Anger mounts as South Korea botches response to ferry accident
KIYOYUKI UCHIYAMA, Nikkei staff writer
SEOUL -- Public frustration is reaching a boiling point over South Korea's handling of the ferry disaster last week, as delayed rescue efforts and misinformation add to families' despair.
The government's response was mired in confusion from the start. It reported immediately after the ferry Sewol capsized off the coast of Jindo Island that 368 of the 477 passengers aboard had been rescued, when in fact nearly 300 people were still missing. It has since revised the numbers, and the death toll is rising by the day. It also had trouble confirming how many passengers were onboard.
The lack of coordination between the Coast Guard, the Ministry of Oceans and Fisheries and the Ministry of Security and Public Administration is coming into sharp relief as public attention shifts from rescue efforts and the captain who fled the ship to the government's crisis management.
Daily paper JoongAng Ilbo assailed the government on Monday, pointing out that the lack of a control tower resulted in its meandering response.
Repeated retractions and revised announcements have added to the distrust. Families remain skeptical even after the government assured them that more than 500 divers are currently looking for missing passengers.
Inconsiderate remarks and behavior by some public officials have also stirred outrage. A top government official was fired after trying to get his picture taken at a nearby port facility that was serving as the response center.

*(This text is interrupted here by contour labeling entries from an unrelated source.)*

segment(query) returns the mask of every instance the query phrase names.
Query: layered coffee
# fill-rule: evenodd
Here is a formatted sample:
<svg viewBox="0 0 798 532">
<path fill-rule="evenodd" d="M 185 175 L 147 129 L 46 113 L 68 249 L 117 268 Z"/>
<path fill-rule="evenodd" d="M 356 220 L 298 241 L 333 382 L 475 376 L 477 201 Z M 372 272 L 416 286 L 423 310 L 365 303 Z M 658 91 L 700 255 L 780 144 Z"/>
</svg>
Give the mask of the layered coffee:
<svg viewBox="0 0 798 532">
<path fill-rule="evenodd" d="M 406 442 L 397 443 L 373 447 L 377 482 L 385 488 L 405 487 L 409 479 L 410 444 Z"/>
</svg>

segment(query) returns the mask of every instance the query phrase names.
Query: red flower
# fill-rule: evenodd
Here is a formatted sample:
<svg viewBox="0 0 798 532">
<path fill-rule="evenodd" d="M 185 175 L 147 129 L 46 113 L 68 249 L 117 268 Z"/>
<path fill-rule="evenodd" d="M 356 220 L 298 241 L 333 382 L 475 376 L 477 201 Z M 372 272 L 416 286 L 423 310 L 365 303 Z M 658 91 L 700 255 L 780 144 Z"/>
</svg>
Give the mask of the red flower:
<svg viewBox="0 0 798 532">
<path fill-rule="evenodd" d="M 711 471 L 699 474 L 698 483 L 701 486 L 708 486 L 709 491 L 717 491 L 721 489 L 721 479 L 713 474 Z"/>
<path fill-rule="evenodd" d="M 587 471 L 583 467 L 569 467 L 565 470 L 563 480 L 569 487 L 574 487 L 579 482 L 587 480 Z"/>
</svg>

To undo the damage, the government has belatedly set up a task force on Jindo Island to coordinate efforts among all the involved agencies, a departure from its standard risk management procedures. Prime Minister Jung Hong-won is serving as chief commander.
President seen on public's side
But such frustration has yet to dent public support for President Park Geun-hye. Her approval rating, released Friday by Gallup Korea, remained flat at 59%, and peer Realmeter said Monday that support has edged up to 64.7%.
That public exasperation is not immediately reflected in the poll results is not the only reason for the high numbers. Professor Choi Chang-ryul at Yong In University says that "the public sees Park separately from the government," adding that it believes "the president is on the side of the family members, and that she is reprimanding the government on their behalf."
Park visited the island April 17, the day after the accident, raising the hackles of those who wanted her to be directing rescue efforts. But the president drew applause when she instructed government officials to quickly relay any information to the families.
And she has kept up her rhetoric. "The government's crisis management system and its initial response need to be reassessed," Park told top officials at a meeting Monday. "Public servants don't have trust at the site. Those who are bent on protecting their jobs will be removed from their posts," she added.
But professor Choi is skeptical that the public will remain on her side if the confusion continues. Some media have criticized the president for failing to live up to her campaign promise of ensuring public safety. And the legal changes that resulted in the confused response were made under her watch.
Once the search for missing passengers runs its course, left-leaning media and opposition parties will likely step up criticism of the government. Park will then face a crucial test in maintaining the public's support.